The notes are $1,000 denomination Auto Callable Accelerated Barrier Notes linked to the iShares Russell 2000 Value ETF and the TOPIX Index, with a total offering size of $500,000. They may be automatically called on November 27, 2026 and, if not called, mature on November 26, 2030. They offer a 3.00x upside leverage factor and an 80.00% barrier on each underlying.
How does the automatic call feature work for the JPMorgan AMJB notes?
On the Review Date of November 27, 2026, if the closing value of each underlying is at or above 100.00% of its Initial Value, the notes are automatically called. Investors then receive $1,000 plus a fixed Call Premium Amount of $326.00 per note on the Call Settlement Date, and no further payments are made.
What is the potential upside at maturity on the JPMorgan AMJB notes if they are not called?
If the notes are not automatically called and the Final Value of each underlying exceeds its Initial Value on the Observation Date, the payment at maturity per $1,000 note equals $1,000 plus $1,000 times the Lesser Performing Underlying Return multiplied by the 3.00 Upside Leverage Factor. This creates an uncapped leveraged exposure to the weaker of the two underlyings on the upside.
How does the barrier level protect principal on the JPMorgan AMJB notes?
Each underlying has a Barrier Amount set at 80.00% of its Initial Value. If the notes are not called and the Final Value of either underlying is at or below its Initial Value but both remain at or above 80.00% of their Initial Values, investors receive the $1,000 principal back at maturity. If either underlying falls below its Barrier Amount, repayment is reduced in line with the loss of the lesser performer, and principal losses can exceed 20.00% and reach 100.00%.
What fees and estimated value apply to the JPMorgan AMJB auto callable notes?

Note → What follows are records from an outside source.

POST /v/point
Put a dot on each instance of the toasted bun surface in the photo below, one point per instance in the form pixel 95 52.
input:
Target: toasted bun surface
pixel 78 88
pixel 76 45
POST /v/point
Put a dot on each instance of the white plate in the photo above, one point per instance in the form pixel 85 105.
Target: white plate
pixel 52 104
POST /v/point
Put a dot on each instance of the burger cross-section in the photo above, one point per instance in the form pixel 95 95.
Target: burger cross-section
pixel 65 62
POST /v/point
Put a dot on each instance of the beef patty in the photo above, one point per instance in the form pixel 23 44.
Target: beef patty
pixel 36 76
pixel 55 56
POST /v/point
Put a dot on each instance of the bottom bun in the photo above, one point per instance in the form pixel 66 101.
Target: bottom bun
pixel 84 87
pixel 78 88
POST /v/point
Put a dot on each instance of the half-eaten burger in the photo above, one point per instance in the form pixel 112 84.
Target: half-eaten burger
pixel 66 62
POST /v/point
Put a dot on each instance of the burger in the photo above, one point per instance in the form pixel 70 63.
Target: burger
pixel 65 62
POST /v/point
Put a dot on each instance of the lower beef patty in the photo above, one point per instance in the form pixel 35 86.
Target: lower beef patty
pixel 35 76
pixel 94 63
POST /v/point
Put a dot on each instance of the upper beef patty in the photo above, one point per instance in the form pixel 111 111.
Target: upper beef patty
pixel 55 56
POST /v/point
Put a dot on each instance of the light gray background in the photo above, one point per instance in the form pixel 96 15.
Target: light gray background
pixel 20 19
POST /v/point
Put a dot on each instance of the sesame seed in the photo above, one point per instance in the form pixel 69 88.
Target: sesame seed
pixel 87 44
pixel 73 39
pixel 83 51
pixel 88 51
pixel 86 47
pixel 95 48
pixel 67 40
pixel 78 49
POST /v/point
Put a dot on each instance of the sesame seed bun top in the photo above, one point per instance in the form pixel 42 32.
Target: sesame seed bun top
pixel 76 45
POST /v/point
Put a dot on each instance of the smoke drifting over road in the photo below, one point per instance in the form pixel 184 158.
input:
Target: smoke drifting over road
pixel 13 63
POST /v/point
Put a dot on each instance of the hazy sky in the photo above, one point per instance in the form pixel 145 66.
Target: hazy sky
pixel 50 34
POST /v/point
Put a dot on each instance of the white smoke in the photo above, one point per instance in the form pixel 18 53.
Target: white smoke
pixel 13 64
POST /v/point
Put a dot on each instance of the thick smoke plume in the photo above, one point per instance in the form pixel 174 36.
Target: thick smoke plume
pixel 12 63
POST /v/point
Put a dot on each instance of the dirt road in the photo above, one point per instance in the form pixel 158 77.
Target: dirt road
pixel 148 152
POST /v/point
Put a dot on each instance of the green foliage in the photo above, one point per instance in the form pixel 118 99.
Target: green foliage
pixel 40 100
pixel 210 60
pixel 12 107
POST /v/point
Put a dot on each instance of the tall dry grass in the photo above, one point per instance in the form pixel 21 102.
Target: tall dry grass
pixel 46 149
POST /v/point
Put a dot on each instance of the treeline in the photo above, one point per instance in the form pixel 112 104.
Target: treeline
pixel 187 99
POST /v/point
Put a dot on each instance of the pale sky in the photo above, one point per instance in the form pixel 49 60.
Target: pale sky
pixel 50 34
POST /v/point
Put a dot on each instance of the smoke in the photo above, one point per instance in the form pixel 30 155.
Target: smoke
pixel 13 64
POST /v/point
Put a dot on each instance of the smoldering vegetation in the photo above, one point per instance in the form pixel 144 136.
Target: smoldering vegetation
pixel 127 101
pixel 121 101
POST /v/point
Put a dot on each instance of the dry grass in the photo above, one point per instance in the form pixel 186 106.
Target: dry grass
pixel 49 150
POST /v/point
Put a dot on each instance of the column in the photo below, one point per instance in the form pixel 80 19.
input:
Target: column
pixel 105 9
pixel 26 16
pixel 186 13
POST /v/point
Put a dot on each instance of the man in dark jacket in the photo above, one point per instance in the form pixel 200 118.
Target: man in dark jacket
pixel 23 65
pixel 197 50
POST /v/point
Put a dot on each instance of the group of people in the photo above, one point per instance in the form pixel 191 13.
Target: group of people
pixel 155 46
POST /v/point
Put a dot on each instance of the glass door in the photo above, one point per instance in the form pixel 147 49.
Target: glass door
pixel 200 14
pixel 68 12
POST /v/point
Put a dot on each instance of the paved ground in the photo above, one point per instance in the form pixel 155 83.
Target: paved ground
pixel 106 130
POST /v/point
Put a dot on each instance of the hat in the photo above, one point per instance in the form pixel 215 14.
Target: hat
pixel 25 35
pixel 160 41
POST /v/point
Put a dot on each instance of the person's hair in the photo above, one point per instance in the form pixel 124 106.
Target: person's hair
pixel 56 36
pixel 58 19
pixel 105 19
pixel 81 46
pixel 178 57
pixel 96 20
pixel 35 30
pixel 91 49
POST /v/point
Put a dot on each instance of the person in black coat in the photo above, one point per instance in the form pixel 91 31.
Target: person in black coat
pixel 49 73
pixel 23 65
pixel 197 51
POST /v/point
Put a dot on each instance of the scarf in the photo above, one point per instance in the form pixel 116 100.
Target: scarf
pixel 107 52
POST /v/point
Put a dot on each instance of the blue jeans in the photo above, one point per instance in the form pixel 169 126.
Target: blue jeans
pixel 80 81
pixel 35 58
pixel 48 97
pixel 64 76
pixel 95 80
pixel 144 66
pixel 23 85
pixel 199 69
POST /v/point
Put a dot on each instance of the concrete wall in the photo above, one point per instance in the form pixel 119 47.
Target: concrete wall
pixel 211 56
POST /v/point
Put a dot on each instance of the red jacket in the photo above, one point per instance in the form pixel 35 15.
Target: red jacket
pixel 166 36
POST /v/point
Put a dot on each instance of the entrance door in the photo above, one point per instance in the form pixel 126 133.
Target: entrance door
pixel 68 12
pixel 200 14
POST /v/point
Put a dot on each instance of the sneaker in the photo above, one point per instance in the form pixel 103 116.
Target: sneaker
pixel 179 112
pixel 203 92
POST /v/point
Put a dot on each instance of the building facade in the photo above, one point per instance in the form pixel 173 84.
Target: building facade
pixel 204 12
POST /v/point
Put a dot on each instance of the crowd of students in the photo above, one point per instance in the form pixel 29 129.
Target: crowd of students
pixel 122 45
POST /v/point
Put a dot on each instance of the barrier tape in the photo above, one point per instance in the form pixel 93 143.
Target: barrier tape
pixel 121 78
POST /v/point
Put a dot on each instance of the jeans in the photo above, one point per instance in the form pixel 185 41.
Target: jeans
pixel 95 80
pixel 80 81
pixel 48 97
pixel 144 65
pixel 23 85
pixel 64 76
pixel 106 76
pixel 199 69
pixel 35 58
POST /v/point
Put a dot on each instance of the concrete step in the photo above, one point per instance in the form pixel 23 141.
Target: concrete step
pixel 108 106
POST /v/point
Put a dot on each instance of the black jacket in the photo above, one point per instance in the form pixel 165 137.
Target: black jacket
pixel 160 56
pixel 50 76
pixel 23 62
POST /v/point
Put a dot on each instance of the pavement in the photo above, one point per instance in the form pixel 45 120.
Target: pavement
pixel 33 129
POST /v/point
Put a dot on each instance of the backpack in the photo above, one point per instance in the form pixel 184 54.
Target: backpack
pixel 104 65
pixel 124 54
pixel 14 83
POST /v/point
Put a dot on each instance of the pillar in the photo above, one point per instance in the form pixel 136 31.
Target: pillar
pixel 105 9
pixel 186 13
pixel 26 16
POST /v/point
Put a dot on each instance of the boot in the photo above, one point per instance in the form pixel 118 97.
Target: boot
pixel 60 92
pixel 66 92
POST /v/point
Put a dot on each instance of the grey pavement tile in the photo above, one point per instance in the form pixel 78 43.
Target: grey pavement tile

The Price to Public is $1,000 per note, including selling commissions of $4.00 per note, resulting in proceeds to the issuer of $996 per note, or $498,000 in total. The estimated value at pricing was $975.30 per $1,000 note, reflecting internal funding and hedging assumptions and making it lower than the original issue price.
What are the main risks of investing in the JPMorgan AMJB structured notes?
Key risks include potential loss of some or all principal if either underlying ends below its Barrier Amount, no periodic interest or dividend payments, lack of listing and limited liquidity, and exposure to the credit risk of JPMorgan Financial and JPMorgan Chase & Co. There are also structural risks such as limited upside if the notes are called, potential early acceleration upon certain legal or regulatory changes, and the possibility that secondary market prices and estimated values will be lower than the original issue price.
How are the JPMorgan AMJB notes treated for U.S. federal income tax purposes?
In the opinion of special tax counsel, it is reasonable to treat the notes as open transactions that are not debt instruments for U.S. federal income tax purposes. Assuming this treatment is respected and subject to possible constructive ownership rules, gain or loss on the notes held for more than a year should generally be long-term capital gain or loss. The discussion also addresses potential application of Section 871(m) withholding to Non-U.S. Holders, with counsel opining that Section 871(m) should not apply based on current determinations.